精漿は体外受精の成績を高くするという論文です。

精漿とは精液の精子以外の液体部分で主に前立腺液や精嚢分泌液からなり、精液の大部分を占めます。

精漿は精子を運ぶ担体としてだけではなく、女性の生殖生理に大切な影響を与えています。免疫反応にも影響し、受精、妊娠へ影響を与えています。

精漿は性交渉後に経管において免疫的に重要な役割を果たし、そのため移植周期にも性交渉をすることで妊娠の確率が高くなるという報告があります。

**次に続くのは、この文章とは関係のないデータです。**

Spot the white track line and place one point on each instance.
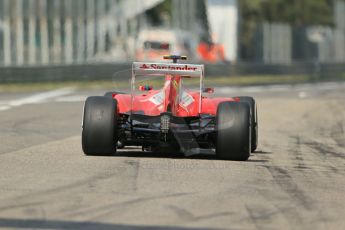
(37, 98)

このメタ解析では性交渉やシリンジ法や人工授精などを移植周期に行うと以下のように妊娠率が有意に高くなると報告しています。

 (RR 1.23, 95% CI 1.06 – 1.42, P  0.006)

 

このような知見は非常に参考になります。

もし自然排卵でも妊娠すると多胎になるリスクはあるものの、年齢やここまでの成績を踏まえ多胎の可能性を理解していればトライする価値は十分あると思います。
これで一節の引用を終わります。